Generative adversarial networks (GANs) are a recently introduced class of generative models, designed to produce realistic samples. This tutorial is intended to be accessible to an audience who has no experience with GANs, and should prepare the audience to make original research contributions applying GANs or improving the core GAN algorithms. GANs are universal approximators of probability distributions. Such models generally have an intractable log-likelihood gradient, and require approximations such as Markov chain Monte Carlo or variational lower bounds to make learning feasible. GANs avoid using either of these classes of approximations. The learning process consists of a game between two adversaries: a generator network that attempts to produce realistic samples, and a discriminator network that attempts to identify whether samples originated from the training data or from the generative model. At the Nash equilibrium of this game, the generator network reproduces the data distribution exactly, and the discriminator network cannot distinguish samples from the model from training data. Both networks can be trained using stochastic gradient descent with exact gradients computed by maximum likelihood.
Topics include: - An introduction to the basics of GANs. - A review of work applying GANs to large image generation. - Extending the GAN framework to approximate maximum likelihood, rather than minimizing the Jensen-Shannon divergence. - Improved model architectures that yield better learning in GANs. - Semi-supervised learning with GANs. - Research frontiers, including guaranteeing convergence of the GAN game. - Other applications of adversarial learning, such as domain adaptation and privacy.

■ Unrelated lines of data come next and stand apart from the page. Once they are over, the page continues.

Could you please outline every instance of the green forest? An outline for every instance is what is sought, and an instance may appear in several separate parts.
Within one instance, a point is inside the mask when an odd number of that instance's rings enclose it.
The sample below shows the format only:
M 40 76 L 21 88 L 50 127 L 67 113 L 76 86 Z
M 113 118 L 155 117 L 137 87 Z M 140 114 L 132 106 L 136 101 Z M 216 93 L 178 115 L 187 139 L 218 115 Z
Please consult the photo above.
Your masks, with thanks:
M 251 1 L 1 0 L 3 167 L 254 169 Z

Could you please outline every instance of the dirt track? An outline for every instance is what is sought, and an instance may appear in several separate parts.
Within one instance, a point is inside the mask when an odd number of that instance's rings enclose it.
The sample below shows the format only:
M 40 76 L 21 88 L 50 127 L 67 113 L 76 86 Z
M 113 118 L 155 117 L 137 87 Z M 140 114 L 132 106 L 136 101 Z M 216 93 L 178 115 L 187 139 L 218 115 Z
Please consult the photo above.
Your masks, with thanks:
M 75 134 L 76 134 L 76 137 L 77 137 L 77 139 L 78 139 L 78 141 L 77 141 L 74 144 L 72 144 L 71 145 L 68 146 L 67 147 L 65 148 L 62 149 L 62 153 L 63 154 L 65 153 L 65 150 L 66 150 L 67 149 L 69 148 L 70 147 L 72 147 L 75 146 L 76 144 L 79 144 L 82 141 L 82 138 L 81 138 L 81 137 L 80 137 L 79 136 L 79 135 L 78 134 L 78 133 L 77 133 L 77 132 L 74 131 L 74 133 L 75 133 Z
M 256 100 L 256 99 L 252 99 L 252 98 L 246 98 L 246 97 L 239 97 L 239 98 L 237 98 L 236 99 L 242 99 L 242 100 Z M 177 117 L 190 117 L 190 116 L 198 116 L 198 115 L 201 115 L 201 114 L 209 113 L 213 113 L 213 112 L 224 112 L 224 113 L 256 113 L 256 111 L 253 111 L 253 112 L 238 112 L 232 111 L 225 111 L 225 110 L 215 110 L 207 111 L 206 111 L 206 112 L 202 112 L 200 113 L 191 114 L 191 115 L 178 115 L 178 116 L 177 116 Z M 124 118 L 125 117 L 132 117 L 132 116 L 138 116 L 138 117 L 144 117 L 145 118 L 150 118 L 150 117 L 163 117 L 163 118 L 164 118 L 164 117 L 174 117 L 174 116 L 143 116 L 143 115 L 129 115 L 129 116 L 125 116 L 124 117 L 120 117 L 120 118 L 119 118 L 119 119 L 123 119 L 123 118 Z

Learning objectives: - To explain the fundamentals of how GANs work to someone who has not heard of them previously - To bring the audience up to date on image generation applications of GANs - To prepare the audience to make original contributions to generative modeling research
Target audience: The target audience is people who are interested in generative modeling. Both people who do not have prior knowledge of GANs and people who do should find something worthwhile, but the first part of the tutorial will be less interesting to people who have prior knowledge of GANs.
Ian Goodfellow (OpenAI)
Ian Goodfellow is a research scientist at OpenAI. He obtained a B.Sc. and M.Sc. from Stanford University in 2009. He worked on the Stanford AI Robot and interned at Willow Garage before beginning to study deep learning under the direction of Andrew Ng. He completed a PhD co-supervised by Yoshua Bengio and Aaron Courville in 2014. He invented generative adversarial networks shortly after completing his thesis and shortly before joining Google Brain. At Google, he co-developed an end-to-end deep learning system for recognizing addresses in Street View, studied machine learning security and privacy, and co-authored the MIT Press textbook, Deep Learning. In 2016 he left Google to join OpenAI, a non-profit whose machine is to build safe AI for the benefit of everyone.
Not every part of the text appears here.